A novel transfer-learning based physician-level general and subtype classifier for non-small cell lung cancer

Heliyon. 2022 Nov 29;8(12):e11981. doi: 10.1016/j.heliyon.2022.e11981. eCollection 2022 Dec.


Confirming histological patterns of lung carcinoma is important for determining the prognosis and the next steps of treatment for a patient. Confirming the histologic patterns (subtype) of lung adenocarcinoma is important for determining the prognosis and treatment options for a patient. The task is challenging, and often requires the input of experienced pathologists, who by themselves lack interobserver concordance. A computer-aided diagnosis holds the potential to accelerate the time to diagnosis. As many adenocarcinoma tissue samples contain multiple histologic patterns, accurate computer-aided diagnosis requires annotations manually labeled by pathologists. We propose a method that merges weak supervised learning and Integrated Learning using Transfer Learning using two datasets: The Cancer Genome Atlas (TCGA), and the Clinical Proteomic Tumor Analysis Consortium (CPTAC) to reduce the need for manual annotation by a pathologist while maintaining accuracy. Whole-slide images (WSI) are first determined to be either adenocarcinoma or squamous cell carcinoma, then further identify the subtypes by generating weak classifiers for each subtype, then using integrated learning to create a strong classifier.
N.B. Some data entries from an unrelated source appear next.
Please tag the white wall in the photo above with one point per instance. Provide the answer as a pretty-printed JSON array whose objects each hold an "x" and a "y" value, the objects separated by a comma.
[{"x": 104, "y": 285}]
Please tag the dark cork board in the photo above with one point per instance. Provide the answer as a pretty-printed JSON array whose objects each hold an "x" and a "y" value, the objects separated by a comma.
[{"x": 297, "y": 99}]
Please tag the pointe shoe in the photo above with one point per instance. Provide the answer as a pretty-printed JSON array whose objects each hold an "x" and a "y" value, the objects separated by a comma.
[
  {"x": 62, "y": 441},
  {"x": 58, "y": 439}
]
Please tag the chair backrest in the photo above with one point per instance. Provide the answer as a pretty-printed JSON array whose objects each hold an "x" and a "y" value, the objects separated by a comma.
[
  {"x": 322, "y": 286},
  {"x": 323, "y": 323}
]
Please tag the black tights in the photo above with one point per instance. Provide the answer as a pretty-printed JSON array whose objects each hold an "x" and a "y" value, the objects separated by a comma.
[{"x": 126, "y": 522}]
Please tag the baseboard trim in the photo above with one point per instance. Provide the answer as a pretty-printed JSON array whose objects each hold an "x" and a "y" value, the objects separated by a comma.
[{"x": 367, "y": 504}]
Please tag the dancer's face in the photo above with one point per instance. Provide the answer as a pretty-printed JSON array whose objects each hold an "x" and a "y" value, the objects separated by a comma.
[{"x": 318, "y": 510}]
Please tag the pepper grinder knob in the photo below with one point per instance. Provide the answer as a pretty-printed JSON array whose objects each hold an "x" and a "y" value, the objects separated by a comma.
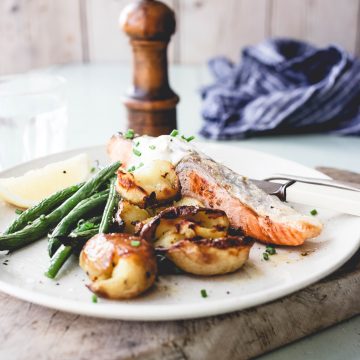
[{"x": 151, "y": 103}]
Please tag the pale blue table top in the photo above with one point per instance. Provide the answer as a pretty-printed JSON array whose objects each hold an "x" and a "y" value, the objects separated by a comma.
[{"x": 96, "y": 112}]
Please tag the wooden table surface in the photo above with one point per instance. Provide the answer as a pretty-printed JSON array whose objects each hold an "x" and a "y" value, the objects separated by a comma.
[{"x": 30, "y": 331}]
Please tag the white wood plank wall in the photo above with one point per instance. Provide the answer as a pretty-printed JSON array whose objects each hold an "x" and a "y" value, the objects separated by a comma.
[{"x": 36, "y": 33}]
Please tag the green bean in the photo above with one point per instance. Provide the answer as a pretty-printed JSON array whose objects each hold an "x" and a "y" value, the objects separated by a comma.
[
  {"x": 64, "y": 227},
  {"x": 77, "y": 237},
  {"x": 41, "y": 226},
  {"x": 58, "y": 260},
  {"x": 110, "y": 209},
  {"x": 44, "y": 207}
]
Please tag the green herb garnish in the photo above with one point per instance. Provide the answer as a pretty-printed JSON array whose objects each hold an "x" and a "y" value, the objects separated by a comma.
[
  {"x": 85, "y": 226},
  {"x": 270, "y": 250},
  {"x": 135, "y": 243},
  {"x": 187, "y": 139},
  {"x": 130, "y": 133},
  {"x": 136, "y": 152}
]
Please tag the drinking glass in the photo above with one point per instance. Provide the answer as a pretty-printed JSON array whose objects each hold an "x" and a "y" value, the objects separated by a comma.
[{"x": 33, "y": 117}]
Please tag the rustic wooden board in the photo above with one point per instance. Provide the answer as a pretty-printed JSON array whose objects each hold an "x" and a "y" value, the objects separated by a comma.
[{"x": 33, "y": 332}]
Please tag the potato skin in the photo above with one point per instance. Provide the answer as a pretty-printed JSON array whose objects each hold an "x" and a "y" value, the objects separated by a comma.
[
  {"x": 210, "y": 256},
  {"x": 203, "y": 222},
  {"x": 130, "y": 215},
  {"x": 154, "y": 183},
  {"x": 117, "y": 269}
]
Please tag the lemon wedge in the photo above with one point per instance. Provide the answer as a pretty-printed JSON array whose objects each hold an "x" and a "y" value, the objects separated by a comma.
[{"x": 35, "y": 185}]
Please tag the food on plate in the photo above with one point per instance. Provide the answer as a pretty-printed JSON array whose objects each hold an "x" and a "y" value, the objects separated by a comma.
[
  {"x": 153, "y": 183},
  {"x": 120, "y": 266},
  {"x": 197, "y": 240},
  {"x": 161, "y": 202},
  {"x": 29, "y": 189},
  {"x": 210, "y": 256},
  {"x": 176, "y": 223},
  {"x": 256, "y": 213},
  {"x": 46, "y": 222},
  {"x": 130, "y": 215}
]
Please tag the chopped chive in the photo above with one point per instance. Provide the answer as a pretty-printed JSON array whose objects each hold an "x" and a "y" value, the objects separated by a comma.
[
  {"x": 136, "y": 152},
  {"x": 188, "y": 139},
  {"x": 135, "y": 243},
  {"x": 270, "y": 250},
  {"x": 130, "y": 133}
]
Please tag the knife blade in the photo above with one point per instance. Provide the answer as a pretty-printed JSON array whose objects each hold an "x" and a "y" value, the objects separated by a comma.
[{"x": 323, "y": 193}]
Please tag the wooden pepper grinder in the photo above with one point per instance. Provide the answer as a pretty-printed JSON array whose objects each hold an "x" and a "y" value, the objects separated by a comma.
[{"x": 151, "y": 103}]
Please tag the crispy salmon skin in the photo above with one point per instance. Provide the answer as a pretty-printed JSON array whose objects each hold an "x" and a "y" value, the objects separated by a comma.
[{"x": 258, "y": 214}]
Our model was evaluated with independent datasets from the CPTAC dataset and a dataset from a private hospital. It can achieve AUC values of 0.86, 0.91, 0.82, 0.77, 0.96, 0.98 in Acinar, LPA, Micropapillary, Papillary, Solid, and Normal, respectively.

Keywords: Adenocarcinoma subtype classification; Lung adenocarcinoma; NSCLC; Squamous cell carcinoma; The cancer genome atlas; Transfer learning; Weak supervised learning.